Using Big Data technologies to perform Genomics Alignment
Results probe that, using BigBWA in a Hadoop cluster in AWS with 32 cores, the user can have a speed up of 26.7x. On the other hand, using SparkBWA in a YARN/Spark cluster with 128 executors, the obtained speed-up is 85.6x.
High Performance Computing for Natural Language Processing
In this project we used Big Data technologies (Hadoop) and cloud computing to carry out Natural Language processing (NLP) tasks. My main tasks are:
- Development of Java, Python and Perl programs within the MapReduce programming model.
- Performance analysis of different Natural Language Processing tools for its use with Big Data technologies
From this project we obtain the software Perldoop. This software allow us to translate Perl code into Java to run it into a Hadoop cluster, but with some restrictions. You can find more information and help in the project page.
GANESO (Gas Networks Simulator and Optimizator)
GANESO is a software to simulate and optimize the gas transport in gas pipelines by solving numeric equations asociated to this kind of problems.
This software is developed by using Fortran language and Pyhton for the graphic interface. In this graphic interface, the open source Quantum Gis has been used, because it allows to add Pyhton plugins.
My main tasks in this project are:
- Development of the graphic interface using Python
- Development of some program modules using Fortran
- Implementation of the program in cloud as SaaS (Software as a Service)
Improving locality and affinity of the sparse matrix-vector product by using Morton representation
The optimization of the sparse matrix-vector product is nowadays a challenge, specially in multicore systems, because of its irregular accesses to memory. There are several studies in which various representations and techniques are analyzed. One of such representations is the Morton representation, that prooved to have advantages in situations where locality and affinity are main aspects.
In this project, results between classic representations and Morton are compared in terms of execution time and cache access. The implemented program is developed in C and using the PAPI library to measure counters.
Recognition of people from different points of view within a multiple cameras environment
Final project for my engineering degree in Computer Science This project belongs to a bigger project named “Multi-agent system for fast development of a guide robot in unknown environments” carried out by Adrián Canedo, Víctor Álvarez and Xosé Manuel Pardo López, members of the CiTIUS. My part in this project consists in know how cameras are located within an indoor environment. For doing this I used people recognition features from OpenCV libraries, an agent detects people in the camera images and, by detecting the same people in another cameras, I can know if these cameras are neighbors or not.

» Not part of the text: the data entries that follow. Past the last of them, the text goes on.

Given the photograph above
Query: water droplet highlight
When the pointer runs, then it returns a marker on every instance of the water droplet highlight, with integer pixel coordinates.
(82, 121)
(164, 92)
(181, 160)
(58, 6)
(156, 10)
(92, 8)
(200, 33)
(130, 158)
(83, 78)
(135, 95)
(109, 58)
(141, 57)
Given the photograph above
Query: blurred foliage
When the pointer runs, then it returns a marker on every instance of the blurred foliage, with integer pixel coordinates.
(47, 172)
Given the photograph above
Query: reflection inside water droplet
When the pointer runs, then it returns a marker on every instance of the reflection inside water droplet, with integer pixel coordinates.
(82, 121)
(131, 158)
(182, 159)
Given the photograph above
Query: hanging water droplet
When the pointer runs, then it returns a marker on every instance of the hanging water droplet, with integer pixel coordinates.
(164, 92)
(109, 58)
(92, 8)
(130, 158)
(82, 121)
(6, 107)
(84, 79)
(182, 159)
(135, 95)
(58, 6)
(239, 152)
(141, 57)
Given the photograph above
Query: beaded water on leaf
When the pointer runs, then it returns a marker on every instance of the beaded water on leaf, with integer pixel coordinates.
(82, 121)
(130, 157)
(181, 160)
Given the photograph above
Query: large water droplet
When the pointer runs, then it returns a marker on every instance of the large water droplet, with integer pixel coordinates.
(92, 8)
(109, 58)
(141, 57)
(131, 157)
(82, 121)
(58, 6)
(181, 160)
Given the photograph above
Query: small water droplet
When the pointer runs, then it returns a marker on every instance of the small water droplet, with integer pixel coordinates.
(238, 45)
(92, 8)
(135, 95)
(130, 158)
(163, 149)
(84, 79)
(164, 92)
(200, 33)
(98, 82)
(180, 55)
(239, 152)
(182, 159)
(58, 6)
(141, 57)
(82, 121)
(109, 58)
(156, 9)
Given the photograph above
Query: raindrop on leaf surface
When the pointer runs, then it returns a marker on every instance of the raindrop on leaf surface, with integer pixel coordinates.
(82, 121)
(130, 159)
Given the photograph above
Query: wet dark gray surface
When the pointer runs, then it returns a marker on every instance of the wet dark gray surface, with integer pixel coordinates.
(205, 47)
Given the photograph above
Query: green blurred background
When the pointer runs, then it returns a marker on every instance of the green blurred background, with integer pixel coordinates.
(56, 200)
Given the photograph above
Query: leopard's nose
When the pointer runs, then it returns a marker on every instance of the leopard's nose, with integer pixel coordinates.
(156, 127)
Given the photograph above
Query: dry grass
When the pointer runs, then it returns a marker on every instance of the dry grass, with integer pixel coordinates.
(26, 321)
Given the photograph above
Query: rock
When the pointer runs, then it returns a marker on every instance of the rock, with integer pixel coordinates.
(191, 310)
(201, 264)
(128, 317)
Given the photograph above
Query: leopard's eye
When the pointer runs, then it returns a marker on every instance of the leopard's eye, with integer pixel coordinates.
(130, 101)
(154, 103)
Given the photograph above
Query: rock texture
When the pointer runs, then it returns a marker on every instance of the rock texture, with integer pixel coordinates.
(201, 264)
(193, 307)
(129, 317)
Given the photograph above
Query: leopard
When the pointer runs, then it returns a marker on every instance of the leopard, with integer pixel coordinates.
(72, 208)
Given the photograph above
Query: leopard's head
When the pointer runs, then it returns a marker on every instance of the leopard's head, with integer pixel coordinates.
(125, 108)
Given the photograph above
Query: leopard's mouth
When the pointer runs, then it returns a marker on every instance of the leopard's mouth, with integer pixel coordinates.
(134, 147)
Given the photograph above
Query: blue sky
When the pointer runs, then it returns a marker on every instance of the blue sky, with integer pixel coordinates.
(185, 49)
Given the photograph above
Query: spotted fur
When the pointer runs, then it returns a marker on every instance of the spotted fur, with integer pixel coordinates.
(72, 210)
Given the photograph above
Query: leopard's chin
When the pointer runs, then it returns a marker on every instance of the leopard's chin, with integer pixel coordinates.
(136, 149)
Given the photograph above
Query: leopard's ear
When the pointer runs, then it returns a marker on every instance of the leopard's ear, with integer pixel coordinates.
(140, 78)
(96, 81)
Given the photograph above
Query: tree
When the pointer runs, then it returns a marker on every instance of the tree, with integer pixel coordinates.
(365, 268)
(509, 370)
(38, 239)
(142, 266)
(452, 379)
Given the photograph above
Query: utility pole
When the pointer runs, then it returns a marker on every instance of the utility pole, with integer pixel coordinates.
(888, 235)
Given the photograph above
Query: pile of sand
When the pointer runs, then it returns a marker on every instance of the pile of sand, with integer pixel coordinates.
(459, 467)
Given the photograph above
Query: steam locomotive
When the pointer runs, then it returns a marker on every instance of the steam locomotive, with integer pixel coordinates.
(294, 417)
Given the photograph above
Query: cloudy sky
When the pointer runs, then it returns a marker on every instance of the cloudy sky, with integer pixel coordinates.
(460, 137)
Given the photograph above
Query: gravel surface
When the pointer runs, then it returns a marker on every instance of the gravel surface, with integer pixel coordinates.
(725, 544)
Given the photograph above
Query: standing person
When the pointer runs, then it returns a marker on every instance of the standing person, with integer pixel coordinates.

With this information about cameras being neighbors or not, robots from the other project can be guide due to situations detection within this indoor environment by knowing the cameras positions.
CPM (Cluster Processes Monitor)
CPM, or Cluster Processes Monitor, is a tool to measure the performance of job processes inside a supercomputing cluster.
Typically, in a computing cluster, the task of monitorize a parallel job and get statictics, such as CPU consumption, used memory or other kind of data, is a tedious job that implies visualize large logs or modify the application source code. There are some solutions that monitorize all the cluster, such as Nagios or Zabbix, but they monitorize the nodes total resources, and not per process of a launched job. CPM allows the user to monitorize data from individual processes in real time and get plots and statictics from them in a very easy way. It is composed by three programs that communicate among each other and work togheter across the network.
Matrix Market Suite
- Create dense symmetric matrices.
- Create dense vectors.
- Dense matrix-vector multiplication.
- Solve linear systems using the Conjugate Gradient method.
- Parallelization of the Conjugate Gradient method and the dense matrix-vector multiplication by using MPI.
To do functionalities:
- Parallelization of the Conjugate Gradient method and the dense matrix-vector multiplication by using CUDA.
- Implementation of new linear systems solvers (Jacobi, etc,…).
- Implementation of operations for sparse matrices.